A APA garante que está a “acompanhar a situação da Praia da Cova da Gala com grande proximidade e frequência, juntamente com as autoridades locais, estando em condições para actuar na medida das necessidades”, mas não esclarece outros pontos, como o estado actual e a solução futura. Contactado, o Ministério do Ambiente não respondeu a nenhuma das questões do PÚBLICO.

Miguel Figueira, do movimento cívico SOS Cabedelo e atento às questões que envolvem a orla costeira desta região, tem a certeza que não será com betão que as populações deixarão de estar em perigo. Para o membro do movimento, o problema teve origem numa intervenção na praia da Cova Gala que teve lugar em 2015, quando a APA levou a cabo a ripagem de areias — retirada de sedimentos da zona de rebentação — e que reduziu a praia submersa, dando maior força à investida do mar.

“Isto resolve-se com a praia da Figueira.

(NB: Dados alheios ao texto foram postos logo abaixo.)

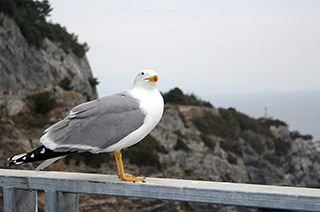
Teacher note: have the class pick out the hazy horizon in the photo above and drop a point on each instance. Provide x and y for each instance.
(200, 46)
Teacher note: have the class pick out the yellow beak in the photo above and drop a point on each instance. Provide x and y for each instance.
(154, 78)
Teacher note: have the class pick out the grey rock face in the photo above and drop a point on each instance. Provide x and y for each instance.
(25, 69)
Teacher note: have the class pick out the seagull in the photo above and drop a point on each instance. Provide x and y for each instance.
(108, 124)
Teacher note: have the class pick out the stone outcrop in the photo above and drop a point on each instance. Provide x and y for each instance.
(180, 147)
(24, 68)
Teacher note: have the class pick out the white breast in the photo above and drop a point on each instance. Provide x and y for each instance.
(151, 104)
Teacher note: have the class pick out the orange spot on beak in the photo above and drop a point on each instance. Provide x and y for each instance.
(153, 78)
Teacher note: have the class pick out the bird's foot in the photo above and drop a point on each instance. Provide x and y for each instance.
(131, 178)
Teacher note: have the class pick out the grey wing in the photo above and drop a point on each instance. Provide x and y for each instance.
(96, 125)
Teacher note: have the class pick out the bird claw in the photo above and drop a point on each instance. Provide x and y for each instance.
(131, 178)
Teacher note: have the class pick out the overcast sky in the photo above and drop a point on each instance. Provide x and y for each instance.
(203, 47)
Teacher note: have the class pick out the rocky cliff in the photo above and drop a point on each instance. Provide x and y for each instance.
(191, 142)
(25, 68)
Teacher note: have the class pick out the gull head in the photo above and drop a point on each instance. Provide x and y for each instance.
(146, 79)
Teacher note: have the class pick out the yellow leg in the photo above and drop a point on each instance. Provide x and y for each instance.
(121, 174)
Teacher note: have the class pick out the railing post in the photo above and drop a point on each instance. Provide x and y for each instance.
(61, 201)
(19, 200)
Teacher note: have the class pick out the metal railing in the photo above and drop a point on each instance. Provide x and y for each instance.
(62, 188)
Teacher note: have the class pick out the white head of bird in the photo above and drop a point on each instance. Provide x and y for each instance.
(146, 79)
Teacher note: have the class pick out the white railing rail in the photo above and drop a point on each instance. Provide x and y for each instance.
(62, 188)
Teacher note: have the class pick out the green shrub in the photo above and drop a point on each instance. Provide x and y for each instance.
(273, 159)
(281, 147)
(145, 153)
(232, 146)
(277, 123)
(231, 159)
(297, 134)
(254, 141)
(65, 84)
(180, 145)
(93, 81)
(208, 123)
(207, 141)
(176, 96)
(41, 103)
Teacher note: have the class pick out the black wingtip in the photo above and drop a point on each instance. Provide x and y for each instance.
(41, 153)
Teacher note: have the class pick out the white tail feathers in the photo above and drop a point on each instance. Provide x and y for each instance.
(47, 163)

Lá temos o volume de areia que permite fazer a reposição”, garante, defendendo uma solução que passe pelo bypass, ou seja, que permita que haja uma transposição de areia artificial, visto que o curso natural é impedido pela existência do porto – no caso desta zona, entre o norte da Figueira da Foz e o sul.

O relatório do Grupo de Trabalho para o Litoral (GTL), apresentado em Dezembro de 2014, já apelava a esta solução para as zonas costeiras de Portugal Continental. “O relatório do GTL recomenda que na protecção costeira se privilegiem medidas de reposição do equilíbrio sedimentar nos troços costeiros com maior risco de galgamento, inundação e erosão”, lê-se.

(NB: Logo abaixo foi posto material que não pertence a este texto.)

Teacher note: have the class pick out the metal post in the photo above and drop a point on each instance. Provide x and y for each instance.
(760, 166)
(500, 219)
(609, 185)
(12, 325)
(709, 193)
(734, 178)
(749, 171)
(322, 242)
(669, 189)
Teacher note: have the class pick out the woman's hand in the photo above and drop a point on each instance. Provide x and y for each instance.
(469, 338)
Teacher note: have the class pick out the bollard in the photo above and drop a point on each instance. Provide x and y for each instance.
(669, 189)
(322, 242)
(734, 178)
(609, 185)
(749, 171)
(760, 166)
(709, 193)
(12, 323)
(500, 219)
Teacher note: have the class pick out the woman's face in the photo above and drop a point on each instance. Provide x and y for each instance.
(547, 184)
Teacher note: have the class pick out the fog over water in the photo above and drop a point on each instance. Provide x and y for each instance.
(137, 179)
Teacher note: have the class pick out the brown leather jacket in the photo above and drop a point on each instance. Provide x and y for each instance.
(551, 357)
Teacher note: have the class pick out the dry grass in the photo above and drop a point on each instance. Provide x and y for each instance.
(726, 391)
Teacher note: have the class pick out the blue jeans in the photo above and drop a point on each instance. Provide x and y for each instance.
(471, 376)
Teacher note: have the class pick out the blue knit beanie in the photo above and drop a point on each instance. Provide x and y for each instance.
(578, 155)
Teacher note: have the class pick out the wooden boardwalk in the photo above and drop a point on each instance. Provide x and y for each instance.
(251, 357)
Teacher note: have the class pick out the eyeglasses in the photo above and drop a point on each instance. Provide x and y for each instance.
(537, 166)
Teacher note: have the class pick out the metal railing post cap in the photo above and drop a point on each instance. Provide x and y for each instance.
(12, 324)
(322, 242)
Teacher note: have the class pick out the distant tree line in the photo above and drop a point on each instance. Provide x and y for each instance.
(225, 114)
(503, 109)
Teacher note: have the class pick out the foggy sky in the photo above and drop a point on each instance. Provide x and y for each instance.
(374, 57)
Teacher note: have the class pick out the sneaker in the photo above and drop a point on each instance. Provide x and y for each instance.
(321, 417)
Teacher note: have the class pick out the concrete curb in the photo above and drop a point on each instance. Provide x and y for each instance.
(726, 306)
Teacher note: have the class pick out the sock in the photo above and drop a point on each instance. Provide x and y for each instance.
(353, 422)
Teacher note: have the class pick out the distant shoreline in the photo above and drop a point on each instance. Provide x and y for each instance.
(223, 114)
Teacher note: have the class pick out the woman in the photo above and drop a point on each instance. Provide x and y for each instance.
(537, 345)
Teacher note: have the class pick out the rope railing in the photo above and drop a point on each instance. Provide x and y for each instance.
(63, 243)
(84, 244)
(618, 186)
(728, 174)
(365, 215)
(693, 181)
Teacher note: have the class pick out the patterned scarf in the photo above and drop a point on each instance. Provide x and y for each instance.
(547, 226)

Mais especificamente em relação à zona afectada, o relatório afirma que este reequilíbrio é uma acção que tem sido pedida desde os anos 1960, reforçando a recomendação para que se proceda à “adopção de processos ou sistemas de transposição sedimentar nas principais barras portuárias e em particular nas barras de Aveiro e da Figueira da Foz”, refere o GTL.

“O betão não é solução”

Quem tem a certeza que o betão não é uma opção para proteger a orla costeira e impedir o mar de galgar as barreiras de areia é Miguel Figueira, baseando-se no relatório que o GTL publicou em 2014 e no relatório do Programa da Orla Costeira, de 2015. Ambos apontam para os problemas de sedimentação nas barras de Aveiro e da Figueira da Foz, o que acaba por “sobrevalorizar claramente o défice sedimentar que actualmente se observa”, aponta o relatório de 2015.

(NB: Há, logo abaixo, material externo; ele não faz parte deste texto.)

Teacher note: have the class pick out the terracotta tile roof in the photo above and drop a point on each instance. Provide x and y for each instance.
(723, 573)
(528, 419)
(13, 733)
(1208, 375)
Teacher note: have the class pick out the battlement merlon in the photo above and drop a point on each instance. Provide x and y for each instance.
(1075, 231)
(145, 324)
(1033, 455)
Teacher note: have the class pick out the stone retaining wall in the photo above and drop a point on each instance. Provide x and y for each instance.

Entre os habitantes das regiões afectadas por estas erosões da costa, do qual o mar acaba sempre por ser o culpado, a solução do betão é vista como a mais resistente para travar o galgamento do mar. No entanto, o relatório do GTL aponta na direcção aposta. O grupo de trabalho liderado por Filipe Duarte Santos (actualmente presidente do Conselho Nacional do Ambiente e do Desenvolvimento Sustentável) refere que, pensando a longo prazo, a melhor solução passa pelas “intervenções de alimentação artificial”. Este sistema, apelidado de bypass, no caso da Figueira da Foz, permitiria que se compensasse o recuo na zona sul, visto que a zona norte está a crescer – os números andam entre 800 e 1000 metros a mais, nos últimos anos, só na zona da Marginal.

Ambos os relatórios recomendamque a protecção costeira privilegie estas “medidas de reposição do equilíbrio sedimentar nos troços costeiros com maior risco de galgamento, inundação e erosão”, como se lê no relatório do GTL. Isto fará com que se mantenha “a integridade da costa”, sem uma implicação maior dos custos directos – que são similares a médio prazo, quer se trate de bypass ou de obra pesada (betão) – e nos indirectos (turismo, prática desportiva, lazer).

O relatório do Programa da Orla Costeira fala ainda em taxas de recuo da linha de costa na zona marítima da Figueira da Foz, no período entre 2006 e 2010, que vão até 1,7 metros a menos de costa por ano e uma diminuição da largura média da praia.